New Features of DirectX 12 Promise Great Performance In Existing Hardware
Multi-threaded "command buffer recording" and "async shaders" are two big features of the base DirectX 12 specification, each harboring great potential to extract more performance and image quality out of existing hardware. Async shaders allows a game engine to execute GPU compute or memory activities during "gaps" in the graphics workload presented by a game.
While it seems sensible to allow the graphics, compute and memory functions of a GPU to operate simultaneously, past versions of DirectX did not provide for this functionality. Past versions of DirectX were essentially limited to a single, serial graphics queue for processing all types of workloads. Therefore graphics, compute and memory copy operations had to wait for other parts of the graphics queue to finish processing before springing to life and doing their work. This would often result in idle hardware for some portions of time, and idle hardware is squandered performance.

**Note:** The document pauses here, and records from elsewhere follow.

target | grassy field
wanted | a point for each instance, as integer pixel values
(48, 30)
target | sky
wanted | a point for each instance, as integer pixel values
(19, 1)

In contrast, DirectX 12 Async Shaders supercharge work completion in a compatible GPU by interleaving these tasks across multiple threads to shorten overall render time. Async Shaders are materially important to a PC gamer’s experience because shorter rendering times reduce graphics pipeline latency, and lower latency equals greater performance. "Performance" can mean higher framerates in gameplay and better responsiveness in VR environments. Further, finer levels of granularity in breaking up the workload can yield even greater reductions in work time.
The "command buffer" is a game’s "to-do list," a list of things that the CPU must reorganize and present to a graphics card so that graphics work can be done. Things on this to-do list might include lighting, placing characters, loading textures, generating reflections and more.
Modern PCs often ship with multi-core CPUs. One notable characteristic of DirectX 11-based applications is that many of these CPU cores in any multi-core CPU go partially or fully unutilized. This lack of utilization is owed to DirectX 11’s relative inability to break a game’s command buffer into small, parallel and computationally quick chunks that can be spread across many cores.
In addition to modest multi-threading in DirectX 11, a disproportionate amount of CPU time is frequently spent on driver and API interpretation ("overhead") under the DirectX 11 programming model, which leaves lesser time for executing game code that delivers quality and framerates.In DirectX 12, however, the command buffer behavior is overhauled in five key ways:
- Overhead is significantly reduced by moving driver and API code to any available CPU thread
- The absolute time required to complete complex CPU tasks is notably reduced
- Game workloads can be meaningfully distributed across >4 CPU cores
- New "bandwidth" on the CPU allows for higher peak draw calls, enabling more detailed game worlds
- All available CPU cores may now "talk" to the graphics card simultaneously
Much like going from a two-lane country road to an eight-lane superhighway, the shift to DirectX 12 allows more traffic from a processor to reach the graphics card in a shorter amount of time.
DirectX 12 will be part of Windows 10.